Course project, USI, Robotics, 2025 Spring.

A Python implementation of Monte Carlo Localization for robot navigation in 2D environments with obstacles. This project simulates a robot using particle filters to estimate its position and orientation while navigating through a known map.

## Features

- **Monte Carlo Localization Algorithm**: Particle filter-based localization with configurable parameters
- **Robot Simulation**: Realistic robot movement with noise modeling
- **Sensor Simulation**: Distance sensor with measurement noise
- **Efficient Visualization**: High-resolution animation of robot and particle states and movement in resonable time
- **Flexible World Maps**: JSON-based map definition with obstacles

## Project Structure

![Architecture](figs/architect.png)

```
├── simulator.py # Main simulation engine, control and visualization logic
├── robot.py # Robot and particle group implementations
├── mcl.py # Monte Carlo Localization algorithm
├── worldmap.py # World map handling
├── assets/ # Asset folder containing map definitions and related images
│ ├── map1.json
│ ├── map2.json
│ ├── map1_preview.png
│ └── map2_preview.png
└── README.md # This file
```

## Quick Start

### Prerequisites

- **Python 3.12** (recommended)
- Required Python packages:
- numpy
- matplotlib
- shapely
- tqdm
- ffmpeg

Make sure these packages are installed in your environment before running the examples.

To get started:
```bash
git clone https://github.com/ANKer661/MCL-Simulator.git
cd MCL-Simulator
code . # or open the project with your preferred editor
```

### Basic Usage

Refer to `noise.py` or `symmetric.py` in the `usage_example` directory.
To generate a video of the MCL process, run the following command:

```bash
python -m usage_example.symmetric
# or python -m usage_example.noise
```

### Map Creation

See `usage_example/map_creation.ipynb` for an example of map creation.

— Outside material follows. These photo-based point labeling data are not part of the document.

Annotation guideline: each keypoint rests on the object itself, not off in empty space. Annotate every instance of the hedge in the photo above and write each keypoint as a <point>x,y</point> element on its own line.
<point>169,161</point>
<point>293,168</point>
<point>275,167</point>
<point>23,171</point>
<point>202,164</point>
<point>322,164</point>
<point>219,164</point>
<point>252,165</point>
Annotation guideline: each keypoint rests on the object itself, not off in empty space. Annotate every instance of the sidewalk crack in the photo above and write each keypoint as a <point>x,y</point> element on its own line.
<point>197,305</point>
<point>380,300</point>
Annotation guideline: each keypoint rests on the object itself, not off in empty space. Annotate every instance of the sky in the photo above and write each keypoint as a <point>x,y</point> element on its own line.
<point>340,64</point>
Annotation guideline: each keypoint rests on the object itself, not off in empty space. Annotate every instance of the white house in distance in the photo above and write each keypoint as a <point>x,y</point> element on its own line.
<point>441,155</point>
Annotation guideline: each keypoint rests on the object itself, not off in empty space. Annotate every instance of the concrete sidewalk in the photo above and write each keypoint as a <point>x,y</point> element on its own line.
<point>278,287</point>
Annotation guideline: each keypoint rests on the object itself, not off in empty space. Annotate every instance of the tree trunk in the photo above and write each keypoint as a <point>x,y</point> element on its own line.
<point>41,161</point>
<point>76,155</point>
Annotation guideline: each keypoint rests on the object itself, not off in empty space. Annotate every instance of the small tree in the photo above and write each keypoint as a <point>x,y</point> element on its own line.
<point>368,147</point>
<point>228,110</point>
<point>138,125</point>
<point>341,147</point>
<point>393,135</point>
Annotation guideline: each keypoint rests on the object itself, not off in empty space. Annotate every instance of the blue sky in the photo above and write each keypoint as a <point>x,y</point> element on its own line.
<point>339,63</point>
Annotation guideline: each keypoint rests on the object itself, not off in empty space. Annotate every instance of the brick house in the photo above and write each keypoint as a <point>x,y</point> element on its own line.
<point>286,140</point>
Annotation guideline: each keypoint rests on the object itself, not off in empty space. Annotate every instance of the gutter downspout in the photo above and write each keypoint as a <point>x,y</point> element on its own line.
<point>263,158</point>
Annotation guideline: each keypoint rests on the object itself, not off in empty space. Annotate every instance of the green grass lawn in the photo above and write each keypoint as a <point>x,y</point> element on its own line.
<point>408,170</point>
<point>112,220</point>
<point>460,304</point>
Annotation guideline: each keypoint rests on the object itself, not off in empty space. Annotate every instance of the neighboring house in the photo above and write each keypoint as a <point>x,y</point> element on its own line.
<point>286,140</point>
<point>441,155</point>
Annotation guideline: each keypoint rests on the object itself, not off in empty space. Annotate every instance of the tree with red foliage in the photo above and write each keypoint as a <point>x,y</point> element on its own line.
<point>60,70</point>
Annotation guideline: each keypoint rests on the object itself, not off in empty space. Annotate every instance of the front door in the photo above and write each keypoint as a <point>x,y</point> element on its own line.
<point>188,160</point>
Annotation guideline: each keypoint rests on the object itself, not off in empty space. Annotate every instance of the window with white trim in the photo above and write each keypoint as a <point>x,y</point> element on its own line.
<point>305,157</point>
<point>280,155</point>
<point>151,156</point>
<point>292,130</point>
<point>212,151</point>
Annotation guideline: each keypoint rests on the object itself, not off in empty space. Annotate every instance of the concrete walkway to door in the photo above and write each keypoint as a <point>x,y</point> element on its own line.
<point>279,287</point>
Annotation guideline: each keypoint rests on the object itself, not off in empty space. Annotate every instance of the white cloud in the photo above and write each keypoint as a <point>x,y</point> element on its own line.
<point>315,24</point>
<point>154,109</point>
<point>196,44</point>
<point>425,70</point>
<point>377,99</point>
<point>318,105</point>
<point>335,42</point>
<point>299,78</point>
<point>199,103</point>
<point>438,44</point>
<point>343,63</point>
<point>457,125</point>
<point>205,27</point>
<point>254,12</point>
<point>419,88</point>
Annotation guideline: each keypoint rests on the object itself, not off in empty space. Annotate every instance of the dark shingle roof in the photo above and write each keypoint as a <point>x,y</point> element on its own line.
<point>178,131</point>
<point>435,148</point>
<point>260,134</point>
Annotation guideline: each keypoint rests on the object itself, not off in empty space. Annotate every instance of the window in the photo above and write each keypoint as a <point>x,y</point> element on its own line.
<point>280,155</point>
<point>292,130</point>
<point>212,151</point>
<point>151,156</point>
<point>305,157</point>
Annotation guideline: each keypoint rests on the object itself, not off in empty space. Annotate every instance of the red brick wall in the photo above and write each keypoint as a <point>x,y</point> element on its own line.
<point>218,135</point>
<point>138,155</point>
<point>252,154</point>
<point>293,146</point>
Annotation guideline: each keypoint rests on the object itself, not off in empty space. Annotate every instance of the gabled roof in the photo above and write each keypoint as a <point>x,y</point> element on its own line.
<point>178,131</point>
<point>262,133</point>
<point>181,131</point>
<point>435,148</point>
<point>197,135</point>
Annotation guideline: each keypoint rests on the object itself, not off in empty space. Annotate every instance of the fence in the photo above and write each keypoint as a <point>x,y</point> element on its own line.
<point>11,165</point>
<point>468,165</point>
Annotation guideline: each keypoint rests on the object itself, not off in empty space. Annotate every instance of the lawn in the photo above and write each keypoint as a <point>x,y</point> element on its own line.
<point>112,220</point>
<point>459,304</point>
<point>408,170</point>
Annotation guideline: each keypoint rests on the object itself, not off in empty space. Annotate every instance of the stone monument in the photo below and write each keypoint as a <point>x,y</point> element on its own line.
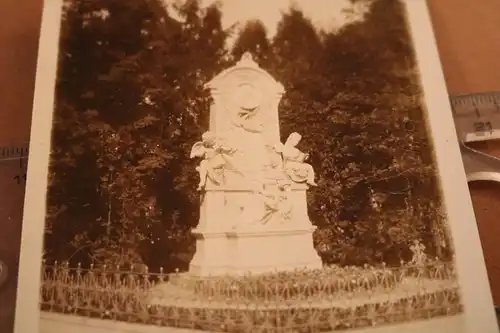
<point>253,214</point>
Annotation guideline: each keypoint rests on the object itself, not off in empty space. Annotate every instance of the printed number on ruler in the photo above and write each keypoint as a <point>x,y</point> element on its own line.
<point>477,116</point>
<point>18,155</point>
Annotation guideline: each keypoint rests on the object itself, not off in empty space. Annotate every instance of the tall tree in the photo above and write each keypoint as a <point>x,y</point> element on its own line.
<point>376,123</point>
<point>253,38</point>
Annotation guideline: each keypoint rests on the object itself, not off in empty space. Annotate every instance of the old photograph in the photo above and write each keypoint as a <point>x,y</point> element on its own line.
<point>244,166</point>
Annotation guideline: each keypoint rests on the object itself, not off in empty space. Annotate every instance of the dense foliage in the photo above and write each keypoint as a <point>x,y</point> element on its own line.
<point>131,102</point>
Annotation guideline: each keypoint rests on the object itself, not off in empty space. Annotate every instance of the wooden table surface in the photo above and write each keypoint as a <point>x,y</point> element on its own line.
<point>469,51</point>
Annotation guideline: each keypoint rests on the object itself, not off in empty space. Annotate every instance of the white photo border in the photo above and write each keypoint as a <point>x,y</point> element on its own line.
<point>479,313</point>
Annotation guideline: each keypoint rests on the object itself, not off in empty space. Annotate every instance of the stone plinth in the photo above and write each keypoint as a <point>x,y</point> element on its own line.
<point>267,251</point>
<point>226,245</point>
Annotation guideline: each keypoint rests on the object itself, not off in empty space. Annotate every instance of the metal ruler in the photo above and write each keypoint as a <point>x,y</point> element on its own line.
<point>477,118</point>
<point>13,167</point>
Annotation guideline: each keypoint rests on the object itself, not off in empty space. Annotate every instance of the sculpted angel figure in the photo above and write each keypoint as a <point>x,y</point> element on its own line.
<point>212,151</point>
<point>294,163</point>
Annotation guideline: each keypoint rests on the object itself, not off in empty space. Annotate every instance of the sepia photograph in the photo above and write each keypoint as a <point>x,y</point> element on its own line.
<point>246,166</point>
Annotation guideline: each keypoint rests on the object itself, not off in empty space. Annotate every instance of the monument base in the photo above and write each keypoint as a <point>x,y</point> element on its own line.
<point>242,252</point>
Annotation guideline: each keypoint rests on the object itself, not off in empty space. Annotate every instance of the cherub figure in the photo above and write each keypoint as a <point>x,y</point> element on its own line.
<point>212,151</point>
<point>294,163</point>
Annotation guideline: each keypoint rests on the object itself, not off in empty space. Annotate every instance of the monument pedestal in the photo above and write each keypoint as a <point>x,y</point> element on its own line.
<point>253,213</point>
<point>266,251</point>
<point>242,252</point>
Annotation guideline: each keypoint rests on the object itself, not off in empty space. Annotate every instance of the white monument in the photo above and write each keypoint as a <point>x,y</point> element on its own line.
<point>253,214</point>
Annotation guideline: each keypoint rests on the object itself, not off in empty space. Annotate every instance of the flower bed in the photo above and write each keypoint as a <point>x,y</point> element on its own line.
<point>332,300</point>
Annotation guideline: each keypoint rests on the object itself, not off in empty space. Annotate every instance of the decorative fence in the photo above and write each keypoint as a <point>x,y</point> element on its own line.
<point>301,301</point>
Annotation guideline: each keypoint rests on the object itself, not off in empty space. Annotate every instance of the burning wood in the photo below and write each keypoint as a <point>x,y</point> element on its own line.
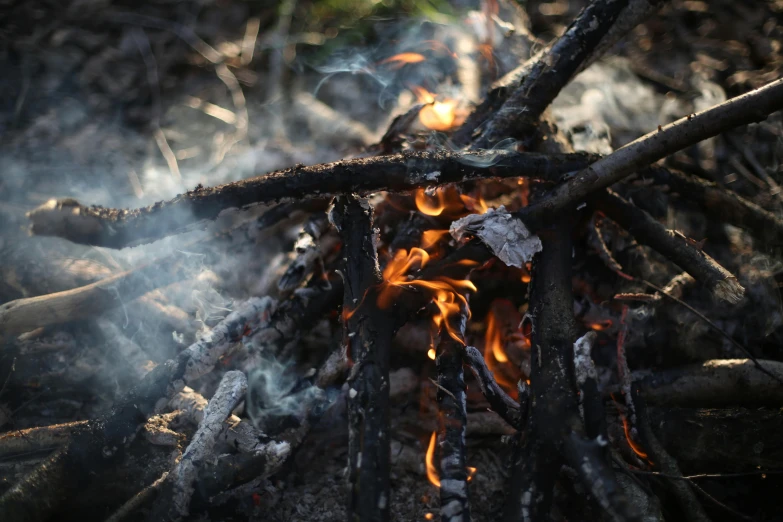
<point>416,235</point>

## Configuration Parameters

### Simulator Parameters

| Parameter | Description | Default |
|----------------------------------|----------------------------------------------|-----------------|
| `world_map` | World map object | |
| `control_node` | Motion control input | |
| `num_particles` | Number of particles in the filter | |
| `init_x`, `init_y`, `init_theta` | Robot's initial position and orientation | |
| `robot_radius` | Robot's physical radius | |
| `sample_radius` | Particle sampling radius | |
| `sensor_max_distance` | Maximum sensor range | 100 |
| `likelyhood_sigma` | Likelihood function standard deviation | 10 |
| `measurement_sigma` | Sensor measurement noise | 1 |
| `ema_alpha` | Exponential moving average smoothing factor | 0.9 |
| `v_sigma`, `w_sigma` | Motion model noise parameters | 0.1 |
| `resample_factor` | Resampling threshold (fraction of particles) | 0.5 |
| `resample_random_probability` | Random resampling probability | 0.1 |
| `fps` | Frames per second for simulation rendering | 30 |
| `speedup` | Simulation speed multiplier | 1 |
| `dpi` | DPI for video rendering | 100 |
| `save_file_name` | Output video file name | "simulation.mp4"|
| `add_size_bar` | Whether to render a size scale bar | False |
| `random_seed` | Random seed for reproducibility | 0 |

### Control Node Parameters

| Parameter | Description | Default |
| --------------- | ------------------------------------- | ------- |
| `max_linear` | Maximum linear velocity | 10.0 |
| `max_angular` | Maximum angular velocity | 2.0 |
| `safe_distance` | Obstacle avoidance distance | 30 |
| `turning_step` | Steps to turn when avoiding obstacles | 1000 |

## Animation Output

The simulator generates:
- **MP4 Animation**: Real-time visualization of the MCL process

### Visualization Elements

![Screenshot of Produced Animation](figs/step_500.png)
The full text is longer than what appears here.